‘God as mask-wearer’ and the ‘stylish Tillich’
The Autumn and Winter 2016 issue of Faith and Freedom (Volume 69 part 2, Number 183) is now available, featuring a picture of a fourteenth-century carved figure of a pilgrim in Chester Cathedral on its cover. In it leading expert on Welsh poet-priest R.S. Thomas, Professor John McEllhenney, discusses the poet’s annotations of Paul Tillich’s Systematic Theology and Theology of Culture. Interpretation of Tillich also features in Plínio de Góes’ examination of the theology of ‘fashionable rebel pastor’ Jay Bakker and his Revolution Church. Jay Bakker is the son of the notorious TV evangelists Jim and Tammy Bakker but rejected their kind of style and developed a different type of church identified as ‘hipster Christianity’. We also carry the full text of Tehmina Kazi’s keynote address to the 2016 Unitarian GA, she is the former Director of British Muslims for Secular Democracy and now works for the Cork Equal and Sustainable Communities Alliance. Yvonne Craig, a retired social worker and former JP, gives some careful thought to the question to false accusations of sexual abuse in ‘Blaming, Naming, Shaming and Biblical Justice’. Katharine Parsons discusses ‘God and the Problem of Language’ and Barrie Needham unpacks the novels of Marilynne Robinson.

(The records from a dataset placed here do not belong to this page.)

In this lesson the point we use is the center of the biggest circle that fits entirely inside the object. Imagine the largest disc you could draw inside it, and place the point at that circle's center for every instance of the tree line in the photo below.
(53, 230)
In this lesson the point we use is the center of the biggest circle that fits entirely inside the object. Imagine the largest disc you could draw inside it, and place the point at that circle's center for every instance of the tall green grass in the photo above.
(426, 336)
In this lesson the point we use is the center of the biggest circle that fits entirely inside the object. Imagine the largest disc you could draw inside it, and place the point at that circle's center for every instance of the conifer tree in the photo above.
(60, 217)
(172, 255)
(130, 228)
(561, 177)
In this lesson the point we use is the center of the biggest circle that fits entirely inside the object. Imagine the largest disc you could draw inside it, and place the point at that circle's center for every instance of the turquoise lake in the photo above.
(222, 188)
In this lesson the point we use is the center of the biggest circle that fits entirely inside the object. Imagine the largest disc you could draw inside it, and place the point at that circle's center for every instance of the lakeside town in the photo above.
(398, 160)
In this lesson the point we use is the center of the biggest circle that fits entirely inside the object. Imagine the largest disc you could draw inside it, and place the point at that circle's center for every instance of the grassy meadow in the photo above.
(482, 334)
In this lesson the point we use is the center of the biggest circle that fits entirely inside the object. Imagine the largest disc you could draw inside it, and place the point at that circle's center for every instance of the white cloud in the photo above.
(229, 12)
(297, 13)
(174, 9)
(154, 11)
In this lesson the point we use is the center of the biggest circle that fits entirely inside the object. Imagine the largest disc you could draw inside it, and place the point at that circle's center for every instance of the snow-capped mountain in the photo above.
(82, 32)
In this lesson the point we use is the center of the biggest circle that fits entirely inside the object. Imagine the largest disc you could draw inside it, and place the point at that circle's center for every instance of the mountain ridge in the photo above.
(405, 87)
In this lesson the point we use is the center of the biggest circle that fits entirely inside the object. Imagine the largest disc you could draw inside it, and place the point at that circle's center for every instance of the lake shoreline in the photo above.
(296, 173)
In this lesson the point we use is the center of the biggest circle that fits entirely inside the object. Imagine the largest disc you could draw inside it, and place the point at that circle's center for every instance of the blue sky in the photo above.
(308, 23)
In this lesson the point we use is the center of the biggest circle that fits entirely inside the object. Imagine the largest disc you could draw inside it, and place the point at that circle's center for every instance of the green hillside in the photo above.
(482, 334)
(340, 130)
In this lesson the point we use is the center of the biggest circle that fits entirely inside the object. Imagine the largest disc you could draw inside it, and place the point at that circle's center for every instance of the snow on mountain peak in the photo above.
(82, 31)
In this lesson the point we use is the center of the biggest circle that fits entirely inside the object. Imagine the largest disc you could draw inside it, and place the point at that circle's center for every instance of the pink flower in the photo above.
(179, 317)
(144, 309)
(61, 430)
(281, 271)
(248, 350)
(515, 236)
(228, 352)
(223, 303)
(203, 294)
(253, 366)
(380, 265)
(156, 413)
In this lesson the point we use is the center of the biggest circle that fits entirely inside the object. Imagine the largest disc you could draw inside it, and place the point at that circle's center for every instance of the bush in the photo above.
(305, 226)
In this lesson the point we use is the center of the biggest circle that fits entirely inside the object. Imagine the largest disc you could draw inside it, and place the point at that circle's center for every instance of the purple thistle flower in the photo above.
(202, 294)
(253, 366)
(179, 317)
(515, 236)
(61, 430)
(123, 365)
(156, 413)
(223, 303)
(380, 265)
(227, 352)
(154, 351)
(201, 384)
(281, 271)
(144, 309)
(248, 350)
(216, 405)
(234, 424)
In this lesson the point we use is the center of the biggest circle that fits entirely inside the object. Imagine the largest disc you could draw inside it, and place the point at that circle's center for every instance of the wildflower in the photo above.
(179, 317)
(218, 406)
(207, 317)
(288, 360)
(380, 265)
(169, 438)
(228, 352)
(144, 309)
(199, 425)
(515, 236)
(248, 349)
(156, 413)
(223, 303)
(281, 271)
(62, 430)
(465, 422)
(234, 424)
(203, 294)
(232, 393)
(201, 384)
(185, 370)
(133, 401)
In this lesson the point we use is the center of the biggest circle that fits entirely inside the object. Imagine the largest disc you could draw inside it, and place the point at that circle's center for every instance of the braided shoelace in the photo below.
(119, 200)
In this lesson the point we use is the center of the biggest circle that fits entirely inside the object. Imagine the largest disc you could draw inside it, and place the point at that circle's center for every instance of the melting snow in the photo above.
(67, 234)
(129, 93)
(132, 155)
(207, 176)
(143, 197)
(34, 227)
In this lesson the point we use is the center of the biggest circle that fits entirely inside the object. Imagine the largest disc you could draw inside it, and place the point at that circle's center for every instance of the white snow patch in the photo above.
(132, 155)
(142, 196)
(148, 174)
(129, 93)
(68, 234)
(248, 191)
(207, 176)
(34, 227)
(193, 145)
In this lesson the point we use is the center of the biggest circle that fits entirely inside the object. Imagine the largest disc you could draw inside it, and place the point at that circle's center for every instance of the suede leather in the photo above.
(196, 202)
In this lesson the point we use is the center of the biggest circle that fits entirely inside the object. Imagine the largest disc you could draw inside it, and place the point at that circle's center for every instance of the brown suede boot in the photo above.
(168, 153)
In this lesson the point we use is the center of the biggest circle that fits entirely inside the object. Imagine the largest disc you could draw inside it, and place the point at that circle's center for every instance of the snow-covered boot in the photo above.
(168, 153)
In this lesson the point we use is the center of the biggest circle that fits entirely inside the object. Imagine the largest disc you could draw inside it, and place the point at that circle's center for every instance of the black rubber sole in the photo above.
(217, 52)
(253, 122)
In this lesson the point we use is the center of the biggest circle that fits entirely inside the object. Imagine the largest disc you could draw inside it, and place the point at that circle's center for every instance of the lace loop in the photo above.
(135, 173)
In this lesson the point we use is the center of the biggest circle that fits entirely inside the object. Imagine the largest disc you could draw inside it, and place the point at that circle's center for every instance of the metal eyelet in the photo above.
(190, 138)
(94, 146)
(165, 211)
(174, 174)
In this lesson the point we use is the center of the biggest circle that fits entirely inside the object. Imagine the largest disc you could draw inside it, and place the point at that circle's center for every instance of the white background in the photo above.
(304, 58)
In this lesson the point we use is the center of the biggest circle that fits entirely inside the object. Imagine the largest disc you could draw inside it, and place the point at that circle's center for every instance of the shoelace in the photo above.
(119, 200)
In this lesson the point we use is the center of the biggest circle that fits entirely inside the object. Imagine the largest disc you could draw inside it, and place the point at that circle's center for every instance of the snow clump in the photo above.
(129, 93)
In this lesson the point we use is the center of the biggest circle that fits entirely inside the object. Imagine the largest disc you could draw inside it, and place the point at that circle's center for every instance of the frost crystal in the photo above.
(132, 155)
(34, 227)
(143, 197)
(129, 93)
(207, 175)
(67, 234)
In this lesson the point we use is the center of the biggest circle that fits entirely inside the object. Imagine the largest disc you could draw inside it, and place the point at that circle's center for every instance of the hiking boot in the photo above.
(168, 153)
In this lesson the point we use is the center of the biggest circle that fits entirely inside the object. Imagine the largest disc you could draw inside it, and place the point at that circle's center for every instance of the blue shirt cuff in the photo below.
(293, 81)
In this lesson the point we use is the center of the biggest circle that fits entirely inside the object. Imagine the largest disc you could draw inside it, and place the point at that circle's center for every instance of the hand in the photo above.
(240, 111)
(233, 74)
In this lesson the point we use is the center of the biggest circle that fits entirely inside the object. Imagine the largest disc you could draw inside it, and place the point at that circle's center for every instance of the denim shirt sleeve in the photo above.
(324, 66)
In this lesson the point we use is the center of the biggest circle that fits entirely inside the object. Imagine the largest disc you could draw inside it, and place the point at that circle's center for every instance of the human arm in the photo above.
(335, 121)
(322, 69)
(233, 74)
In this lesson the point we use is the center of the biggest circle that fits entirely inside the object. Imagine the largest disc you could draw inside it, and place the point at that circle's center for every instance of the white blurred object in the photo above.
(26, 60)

There are also accounts from Alan Ruston and David Wykes of the events marking the 300th anniversary of the death of Dr Daniel Williams
Faith and Freedom is always very strong in its reviews and this issue has Bob Janis-Dillon on refugees and asylum, Maud Robinson on Quaker views of assisted dying, Ernest Baker on Benjamin Franklin in London, Andrew Hill on Bryan Tully’s humanist anthology, and Rosemary Arthur on Bishop John Shelby Spong as well as reviews of Marsilio Ficino, Sue Woolley’s new book, Jennifer Kavanagh’s Simplicity Made Easy and Alan Ruston’s new collection of historical biographies.
Subscribers to this issue in the UK and Ireland also receive a free copy of the published papers given at the Unitarian Theology Conference held at Cross Street Chapel, Manchester in May of this year.